Kristina M. Dameron

As normal cells progress toward malignancy, they must switch to an angiogenic phenotype to attract the nourishing vasculature that they depend on for their growth. In cultured fibroblasts from Li-Fraumeni patients, this switch was found to coincide with loss of the wild-type allele of the p53 tumor suppressor gene and to be the result of reduced expression of thrombospondin-1 (TSP-1), a potent inhibitor of angiogenesis. Transfection assays revealed that p53 can stimulate the endogenous TSP-1 gene and positively regulate TSP-1 promoter sequences. These data indicate that, in fibroblasts, wild-type p53 inhibits angiogenesis through regulation of TSP-1 synthesis.

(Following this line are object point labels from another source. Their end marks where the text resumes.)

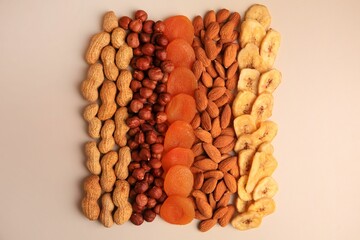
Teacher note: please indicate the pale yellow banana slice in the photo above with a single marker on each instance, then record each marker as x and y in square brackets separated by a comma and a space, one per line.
[262, 107]
[266, 132]
[249, 80]
[242, 103]
[246, 220]
[243, 195]
[240, 205]
[259, 13]
[245, 159]
[263, 206]
[269, 47]
[251, 31]
[266, 188]
[249, 57]
[263, 165]
[246, 141]
[266, 147]
[244, 124]
[269, 81]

The proteins encoded by most human tumor suppressor genes are transcription factors or components of signal transduction pathways (Levine 1993). These tumor suppressors impose their antineoplastic phenotype on cells by modulating the expression of other genes. It is the proteins encoded by these suppressor-regulated genes, acting as effector molecules for the suppressor genes, that directly alter the cell or its environment in such a way as to make progression toward malignancy less likely. For example, it is the p53-regulated p21 protein that actually implements the p53-induced cell-cycle block by binding to and inhibiting cyclin/cdk complexes (El-Deiry et al. 1993). We have sought effector proteins that implement phenotypes induced by tumor suppressor genes by studying secreted molecules that regulate new blood vessel growth (neovascularization or angiogenesis), reasoning that they may provide insight into suppressor gene action and simultaneously serve as a starting point for the development of nongenotoxic anticancer therapies.